Daniel Zhang, chief executive officer of Alibaba, at the group’s singles day festival in Shanghai with the yuan spending total of 168.2bn shown on the screen.
Daniel Zhang, chief executive officer of Alibaba, at the group’s singles day festival in Shanghai with the yuan spending total of 168.2bn shown on the screen. Photograph: Aly Song/Reuters

Shoppers have spent more than $25bn (168.2bn yuan) during China’s annual Singles Day, smashing previous records for the world’s largest retail event.

Single’s Day, promoted annually by Chinese e-commerce giant Alibaba and held on 11 November, was supposedly started by bachelor university students in the 1990s who bought themselves presents as a kind of anti-Valentine’s day. The date 11/11 was chosen for its collection of lonely ones.

Companies offer deep discounts for a range of products sold during the 24-hour period. But some deals have limits, such as the first 33 customers who had the chance to purchase a lifetime supply of the Chinese spirit baijiu for just 1,111 yuan (£1,275).

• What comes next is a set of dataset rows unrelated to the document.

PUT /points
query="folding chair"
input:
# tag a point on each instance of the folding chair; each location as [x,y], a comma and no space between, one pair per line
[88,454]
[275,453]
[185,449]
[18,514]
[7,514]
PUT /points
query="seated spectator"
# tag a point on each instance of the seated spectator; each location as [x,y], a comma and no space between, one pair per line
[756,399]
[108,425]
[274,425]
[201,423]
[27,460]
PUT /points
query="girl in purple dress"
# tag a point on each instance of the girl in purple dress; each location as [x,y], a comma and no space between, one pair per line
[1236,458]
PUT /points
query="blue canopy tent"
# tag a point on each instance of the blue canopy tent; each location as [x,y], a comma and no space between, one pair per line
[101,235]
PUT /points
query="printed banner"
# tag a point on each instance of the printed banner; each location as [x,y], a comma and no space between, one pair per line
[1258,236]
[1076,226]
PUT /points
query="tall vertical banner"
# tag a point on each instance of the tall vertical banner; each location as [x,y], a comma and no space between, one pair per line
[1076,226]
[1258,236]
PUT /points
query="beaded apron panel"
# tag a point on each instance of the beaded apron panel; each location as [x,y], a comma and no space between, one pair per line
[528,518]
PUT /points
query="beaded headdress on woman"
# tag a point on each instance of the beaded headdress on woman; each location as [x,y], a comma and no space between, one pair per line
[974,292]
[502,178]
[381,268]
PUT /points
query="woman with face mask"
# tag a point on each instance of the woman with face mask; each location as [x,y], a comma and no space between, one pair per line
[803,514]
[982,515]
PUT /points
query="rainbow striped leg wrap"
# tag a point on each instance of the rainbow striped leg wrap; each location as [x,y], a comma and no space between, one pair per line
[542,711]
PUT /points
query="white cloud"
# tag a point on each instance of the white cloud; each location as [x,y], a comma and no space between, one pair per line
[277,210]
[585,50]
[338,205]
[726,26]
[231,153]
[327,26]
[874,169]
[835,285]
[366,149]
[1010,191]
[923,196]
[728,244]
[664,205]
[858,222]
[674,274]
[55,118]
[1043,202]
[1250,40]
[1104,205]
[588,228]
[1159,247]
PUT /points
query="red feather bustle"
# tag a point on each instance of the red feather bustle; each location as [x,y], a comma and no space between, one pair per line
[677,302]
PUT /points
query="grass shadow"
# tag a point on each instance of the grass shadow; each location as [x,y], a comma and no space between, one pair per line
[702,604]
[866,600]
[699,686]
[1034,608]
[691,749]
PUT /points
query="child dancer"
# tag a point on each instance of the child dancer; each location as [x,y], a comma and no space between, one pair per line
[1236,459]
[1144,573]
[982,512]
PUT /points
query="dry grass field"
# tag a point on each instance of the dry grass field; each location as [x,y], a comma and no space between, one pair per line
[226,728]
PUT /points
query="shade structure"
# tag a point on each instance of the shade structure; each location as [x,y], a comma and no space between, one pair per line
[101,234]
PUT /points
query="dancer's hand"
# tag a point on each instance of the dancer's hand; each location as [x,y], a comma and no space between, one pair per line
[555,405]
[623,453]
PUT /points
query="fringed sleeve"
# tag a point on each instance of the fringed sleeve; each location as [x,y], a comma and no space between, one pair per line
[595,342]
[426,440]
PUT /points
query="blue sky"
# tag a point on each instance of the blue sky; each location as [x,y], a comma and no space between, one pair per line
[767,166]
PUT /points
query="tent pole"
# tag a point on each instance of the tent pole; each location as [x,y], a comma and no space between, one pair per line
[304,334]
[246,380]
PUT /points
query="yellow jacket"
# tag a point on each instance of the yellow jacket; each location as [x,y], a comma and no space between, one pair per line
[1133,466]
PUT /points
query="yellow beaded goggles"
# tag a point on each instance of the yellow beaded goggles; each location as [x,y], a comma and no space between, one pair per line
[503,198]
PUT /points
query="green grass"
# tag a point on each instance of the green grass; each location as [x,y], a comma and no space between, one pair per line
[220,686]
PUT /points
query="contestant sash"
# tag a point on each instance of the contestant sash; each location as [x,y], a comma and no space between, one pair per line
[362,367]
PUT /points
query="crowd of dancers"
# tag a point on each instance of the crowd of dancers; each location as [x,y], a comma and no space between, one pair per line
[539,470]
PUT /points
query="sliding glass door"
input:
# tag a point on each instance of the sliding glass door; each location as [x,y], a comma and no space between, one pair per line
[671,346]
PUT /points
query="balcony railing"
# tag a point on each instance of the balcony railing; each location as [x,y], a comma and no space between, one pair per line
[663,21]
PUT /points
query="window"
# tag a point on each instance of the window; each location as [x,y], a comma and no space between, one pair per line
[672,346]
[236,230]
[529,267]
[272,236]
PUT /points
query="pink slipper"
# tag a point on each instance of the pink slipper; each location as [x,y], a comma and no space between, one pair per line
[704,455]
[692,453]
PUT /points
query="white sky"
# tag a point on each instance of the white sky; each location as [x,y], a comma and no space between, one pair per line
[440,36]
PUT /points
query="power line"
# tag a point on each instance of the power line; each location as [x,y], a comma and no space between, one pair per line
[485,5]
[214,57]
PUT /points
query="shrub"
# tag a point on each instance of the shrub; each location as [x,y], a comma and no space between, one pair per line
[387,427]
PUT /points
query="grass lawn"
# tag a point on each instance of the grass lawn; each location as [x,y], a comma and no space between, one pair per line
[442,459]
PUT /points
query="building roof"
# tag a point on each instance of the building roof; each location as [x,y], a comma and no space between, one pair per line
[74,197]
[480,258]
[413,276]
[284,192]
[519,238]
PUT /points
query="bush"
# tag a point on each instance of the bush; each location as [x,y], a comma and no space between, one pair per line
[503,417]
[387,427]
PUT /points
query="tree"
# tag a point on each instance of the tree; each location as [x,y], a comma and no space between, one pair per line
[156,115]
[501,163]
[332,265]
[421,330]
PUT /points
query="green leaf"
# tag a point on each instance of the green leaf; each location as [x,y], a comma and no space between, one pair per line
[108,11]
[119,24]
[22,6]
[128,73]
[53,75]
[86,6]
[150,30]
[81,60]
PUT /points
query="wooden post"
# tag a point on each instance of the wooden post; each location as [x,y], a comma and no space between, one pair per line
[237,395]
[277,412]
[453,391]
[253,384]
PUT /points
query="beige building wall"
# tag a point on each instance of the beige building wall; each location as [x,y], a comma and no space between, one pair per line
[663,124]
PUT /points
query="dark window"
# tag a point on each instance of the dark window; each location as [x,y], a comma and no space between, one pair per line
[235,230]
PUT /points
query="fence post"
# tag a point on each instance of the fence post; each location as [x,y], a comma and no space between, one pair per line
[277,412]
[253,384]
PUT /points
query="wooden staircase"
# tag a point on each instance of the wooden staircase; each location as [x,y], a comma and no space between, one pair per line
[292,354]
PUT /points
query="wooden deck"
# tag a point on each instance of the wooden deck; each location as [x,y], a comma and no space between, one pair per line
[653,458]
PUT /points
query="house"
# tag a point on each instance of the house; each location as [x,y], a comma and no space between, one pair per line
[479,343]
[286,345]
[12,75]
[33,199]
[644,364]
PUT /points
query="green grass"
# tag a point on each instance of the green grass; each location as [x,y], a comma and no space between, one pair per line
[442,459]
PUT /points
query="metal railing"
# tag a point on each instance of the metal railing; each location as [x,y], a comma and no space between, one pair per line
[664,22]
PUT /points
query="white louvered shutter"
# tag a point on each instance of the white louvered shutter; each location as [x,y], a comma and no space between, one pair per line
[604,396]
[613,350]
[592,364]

The retail event is now nearly four times larger than Black Friday and Cyber Monday, the two biggest shopping days in the US. This year saw customers spend about 40% more on Alibaba than last year, and 2016’s sales figure was reached in just 13 hours with $1bn spent in the first two minutes after midnight.

Other e-commerce companies also cut prices, but the event is closely associated with Alibaba.

The company flew celebrities to Shanghai to perform at a televised gala to mark the hours leading up to the start of Singles Day. Nicole Kidman, Pharrell Williams and Maria Sharapova appeared on stage this year, and past performers have included David and Victoria Beckham, Daniel Craig and Kobe Bryant.

Although not started by the company, Singles Day is now heavily promoted by Alibaba, which runs several online marketplaces in China. Unlike Amazon, Alibaba simply provides a platform for stores to set up an online store, and does not actually sell goods directly to customers.

But the holiday is not universally celebrated. Greenpeace has called it a “catastrophe for the environment” and conducted research that showed the event produced 258,000 tonnes of CO2 emissions last year.

The US Securities and Exchange Commission launched a probe in 2016 into how Alibaba calculates its sales figures.

Singles Day, which requires an army of logistics workers to deliver millions of orders, has also been attacked for overworking both deliverymen and the stores that profit.

“It is by nature founded on a model of frenzied mass consumption that is unsustainable for global ecosystems — a crazed carousel of buying and selling that exploits some of China’s lowest earners while casting materialism as a salve for a lack of psychological fulfillment,” said a commentary on the Shanghai-based Sixth Tone news website.